2

I'm learning SQLAlchemy and I want to make sure that I've understood the backref parameter in relationship correctly.

For example

from app import db

class User(db.Model):
    id = db.Column(db.Integer, primary_key=True)
    username = db.Column(db.String(64), unique=True)

    posts = db.relationship('Post', backref='author', lazy=True)


class Post(db.Model):
    id = db.Column(db.Integer, primary_key=True)
    body = db.Column(db.String(140))

    user_id = db.Column(db.Integer, db.ForeignKey('user.id'))

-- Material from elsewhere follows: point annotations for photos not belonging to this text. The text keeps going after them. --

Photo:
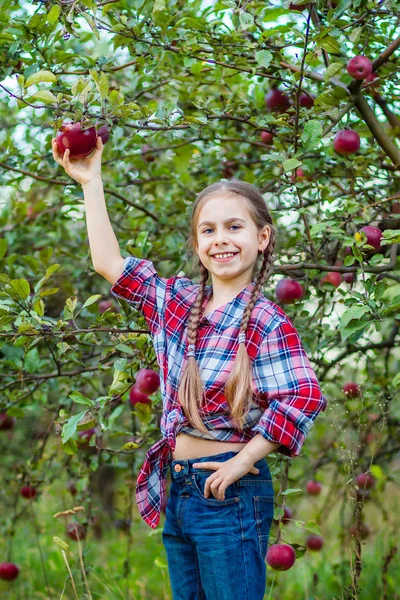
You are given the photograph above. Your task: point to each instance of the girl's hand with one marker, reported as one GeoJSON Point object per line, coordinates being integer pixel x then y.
{"type": "Point", "coordinates": [225, 473]}
{"type": "Point", "coordinates": [83, 170]}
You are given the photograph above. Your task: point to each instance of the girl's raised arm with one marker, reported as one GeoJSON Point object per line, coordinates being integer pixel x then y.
{"type": "Point", "coordinates": [104, 247]}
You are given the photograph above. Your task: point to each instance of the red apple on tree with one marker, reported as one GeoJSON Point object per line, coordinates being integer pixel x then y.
{"type": "Point", "coordinates": [346, 141]}
{"type": "Point", "coordinates": [368, 82]}
{"type": "Point", "coordinates": [267, 137]}
{"type": "Point", "coordinates": [359, 67]}
{"type": "Point", "coordinates": [313, 487]}
{"type": "Point", "coordinates": [146, 153]}
{"type": "Point", "coordinates": [137, 397]}
{"type": "Point", "coordinates": [306, 100]}
{"type": "Point", "coordinates": [287, 515]}
{"type": "Point", "coordinates": [85, 436]}
{"type": "Point", "coordinates": [276, 100]}
{"type": "Point", "coordinates": [351, 389]}
{"type": "Point", "coordinates": [229, 168]}
{"type": "Point", "coordinates": [373, 235]}
{"type": "Point", "coordinates": [314, 542]}
{"type": "Point", "coordinates": [333, 277]}
{"type": "Point", "coordinates": [280, 557]}
{"type": "Point", "coordinates": [28, 491]}
{"type": "Point", "coordinates": [104, 133]}
{"type": "Point", "coordinates": [147, 381]}
{"type": "Point", "coordinates": [349, 277]}
{"type": "Point", "coordinates": [71, 487]}
{"type": "Point", "coordinates": [81, 142]}
{"type": "Point", "coordinates": [288, 291]}
{"type": "Point", "coordinates": [8, 571]}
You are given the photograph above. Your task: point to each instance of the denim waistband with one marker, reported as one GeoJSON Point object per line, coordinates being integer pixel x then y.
{"type": "Point", "coordinates": [186, 466]}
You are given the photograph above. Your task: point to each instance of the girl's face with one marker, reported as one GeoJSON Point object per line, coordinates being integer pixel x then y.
{"type": "Point", "coordinates": [225, 226]}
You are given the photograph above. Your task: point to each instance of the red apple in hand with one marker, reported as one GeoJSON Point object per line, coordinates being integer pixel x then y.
{"type": "Point", "coordinates": [346, 141]}
{"type": "Point", "coordinates": [267, 137]}
{"type": "Point", "coordinates": [104, 133]}
{"type": "Point", "coordinates": [8, 571]}
{"type": "Point", "coordinates": [287, 515]}
{"type": "Point", "coordinates": [281, 557]}
{"type": "Point", "coordinates": [314, 542]}
{"type": "Point", "coordinates": [359, 67]}
{"type": "Point", "coordinates": [351, 389]}
{"type": "Point", "coordinates": [306, 100]}
{"type": "Point", "coordinates": [81, 142]}
{"type": "Point", "coordinates": [276, 100]}
{"type": "Point", "coordinates": [288, 291]}
{"type": "Point", "coordinates": [332, 277]}
{"type": "Point", "coordinates": [147, 381]}
{"type": "Point", "coordinates": [373, 235]}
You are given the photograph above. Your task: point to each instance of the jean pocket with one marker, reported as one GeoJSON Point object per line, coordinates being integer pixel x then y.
{"type": "Point", "coordinates": [263, 514]}
{"type": "Point", "coordinates": [199, 481]}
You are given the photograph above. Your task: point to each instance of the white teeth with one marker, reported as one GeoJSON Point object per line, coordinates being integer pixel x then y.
{"type": "Point", "coordinates": [223, 255]}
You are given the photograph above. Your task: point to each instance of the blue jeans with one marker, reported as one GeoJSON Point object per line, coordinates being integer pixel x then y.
{"type": "Point", "coordinates": [216, 548]}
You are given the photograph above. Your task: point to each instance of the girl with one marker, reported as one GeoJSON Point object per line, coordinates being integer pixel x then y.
{"type": "Point", "coordinates": [236, 385]}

Say I have a User object j = models.User.query.get(1). My question is, is there any difference between the following things?

  • j.posts
  • Post.query.filter_by(author=j).all()
  • Post.query.with_parent(j).all()
  • Post.query.with_parent(j, property='posts').all()
  • Post.query.with_parent(j, property=User.posts).all()

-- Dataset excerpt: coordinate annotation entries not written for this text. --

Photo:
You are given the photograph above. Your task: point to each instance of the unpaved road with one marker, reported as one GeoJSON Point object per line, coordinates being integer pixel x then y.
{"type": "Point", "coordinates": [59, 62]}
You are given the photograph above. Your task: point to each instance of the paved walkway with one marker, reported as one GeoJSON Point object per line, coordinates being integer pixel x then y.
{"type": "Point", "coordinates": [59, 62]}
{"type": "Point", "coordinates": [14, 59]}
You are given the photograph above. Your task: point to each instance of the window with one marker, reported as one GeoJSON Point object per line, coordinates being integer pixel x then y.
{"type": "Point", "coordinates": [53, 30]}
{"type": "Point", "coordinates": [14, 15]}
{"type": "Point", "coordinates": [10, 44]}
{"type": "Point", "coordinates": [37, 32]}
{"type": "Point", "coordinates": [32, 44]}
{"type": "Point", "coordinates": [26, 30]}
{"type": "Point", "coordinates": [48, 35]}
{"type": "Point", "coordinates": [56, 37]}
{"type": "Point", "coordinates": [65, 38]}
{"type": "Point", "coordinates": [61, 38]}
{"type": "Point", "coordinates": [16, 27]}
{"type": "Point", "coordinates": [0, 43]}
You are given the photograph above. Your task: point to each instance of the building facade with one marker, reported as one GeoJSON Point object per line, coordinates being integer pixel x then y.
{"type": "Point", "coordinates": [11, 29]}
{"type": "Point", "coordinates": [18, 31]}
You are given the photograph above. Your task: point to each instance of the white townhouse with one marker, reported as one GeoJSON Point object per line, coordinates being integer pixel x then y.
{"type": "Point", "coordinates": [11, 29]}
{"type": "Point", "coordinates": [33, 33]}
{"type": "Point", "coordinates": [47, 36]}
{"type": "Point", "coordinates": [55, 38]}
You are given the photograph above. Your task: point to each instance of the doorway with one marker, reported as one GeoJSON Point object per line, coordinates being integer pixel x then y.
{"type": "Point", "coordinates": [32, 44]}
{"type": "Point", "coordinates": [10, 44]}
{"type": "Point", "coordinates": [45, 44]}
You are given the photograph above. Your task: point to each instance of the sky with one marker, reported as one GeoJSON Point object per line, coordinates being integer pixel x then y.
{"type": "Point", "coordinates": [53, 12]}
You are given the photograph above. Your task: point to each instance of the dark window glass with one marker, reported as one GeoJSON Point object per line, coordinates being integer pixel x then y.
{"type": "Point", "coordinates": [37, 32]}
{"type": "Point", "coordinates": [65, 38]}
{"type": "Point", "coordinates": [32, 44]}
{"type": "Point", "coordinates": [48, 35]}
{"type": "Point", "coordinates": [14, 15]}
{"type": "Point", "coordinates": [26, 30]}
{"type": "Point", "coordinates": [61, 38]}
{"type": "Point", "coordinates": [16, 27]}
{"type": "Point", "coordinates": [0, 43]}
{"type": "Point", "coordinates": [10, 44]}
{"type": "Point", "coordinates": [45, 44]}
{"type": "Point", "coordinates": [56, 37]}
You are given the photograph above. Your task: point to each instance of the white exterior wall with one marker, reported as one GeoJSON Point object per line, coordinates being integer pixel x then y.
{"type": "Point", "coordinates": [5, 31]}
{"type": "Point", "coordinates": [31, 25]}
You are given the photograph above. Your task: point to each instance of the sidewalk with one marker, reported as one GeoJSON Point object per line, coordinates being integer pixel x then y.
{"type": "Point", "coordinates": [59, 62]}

The results returned are same, but I don't know whether the SQL statements executed are identical.

What I've tried

The SQLAlchemy docs says:

with_parent(instance, property=None, from_entity=None)

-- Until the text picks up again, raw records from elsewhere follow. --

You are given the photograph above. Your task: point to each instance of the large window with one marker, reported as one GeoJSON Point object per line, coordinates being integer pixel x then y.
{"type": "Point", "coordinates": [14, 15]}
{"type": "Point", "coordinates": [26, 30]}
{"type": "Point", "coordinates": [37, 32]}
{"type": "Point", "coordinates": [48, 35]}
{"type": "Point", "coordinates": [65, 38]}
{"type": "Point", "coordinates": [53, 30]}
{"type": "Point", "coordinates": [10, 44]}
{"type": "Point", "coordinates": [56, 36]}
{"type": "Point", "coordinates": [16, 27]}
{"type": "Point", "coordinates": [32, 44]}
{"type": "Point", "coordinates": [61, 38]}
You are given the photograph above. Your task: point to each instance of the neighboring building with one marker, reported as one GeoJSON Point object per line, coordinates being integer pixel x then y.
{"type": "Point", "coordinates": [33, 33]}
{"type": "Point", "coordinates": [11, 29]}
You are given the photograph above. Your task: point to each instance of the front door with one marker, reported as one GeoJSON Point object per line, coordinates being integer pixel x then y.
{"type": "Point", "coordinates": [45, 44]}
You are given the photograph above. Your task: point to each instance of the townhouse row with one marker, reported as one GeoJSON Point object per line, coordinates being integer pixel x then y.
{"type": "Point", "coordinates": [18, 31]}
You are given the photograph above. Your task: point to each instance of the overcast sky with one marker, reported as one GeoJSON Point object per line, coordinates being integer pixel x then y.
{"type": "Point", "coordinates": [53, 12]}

...the given property can be None, in which case a search is performed against this Query object’s target mapper.

So the last three statements seem same, but I don't really understand what does this Query object’s target mapper refer to. Is it Post in this case, for this query is performed on Post?

nalzok
  • 14,965
  • 21
  • 72
  • 139

2 Answers2

7

Even if the generated SQL statements are identical, the commands you enlisted may have a different impact on your application, e.g. j.posts will cache (memoize, do not confuse with Werkzeug caching) results you have got, while others will fetch them every single time.

If you remove .all() from your queries you can simply print them:

query = Post.query.filter_by(author=j)
print(query)

Which would result in:

SELECT post.id AS post_id, post.body AS post_body, post.user_id AS post_user_id 
FROM post 
WHERE ? = post.user_id

Using .all() is essentially like getting [m for m in query]).

The trick with query-printing will not work for j.posts which will return something like:

> print(j.posts)
> [Post(...), Post(..)]

Still, you can see all the silently emitted queries using built-in sqlalchemy loggers. See the following code:

from flask import Flask
from flask_sqlalchemy import SQLAlchemy
from sqlalchemy.engine import Engine
from sqlalchemy import event
import logging


app = Flask(__name__)
app.config['SQLALCHEMY_DATABASE_URI'] = 'sqlite:////tmp/tests.db'
db = SQLAlchemy(app)


logging.basicConfig()
logger = logging.getLogger('sqlalchemy.engine')


class User(db.Model):
    id = db.Column(db.Integer, primary_key=True)
    username = db.Column(db.String(64), unique=True)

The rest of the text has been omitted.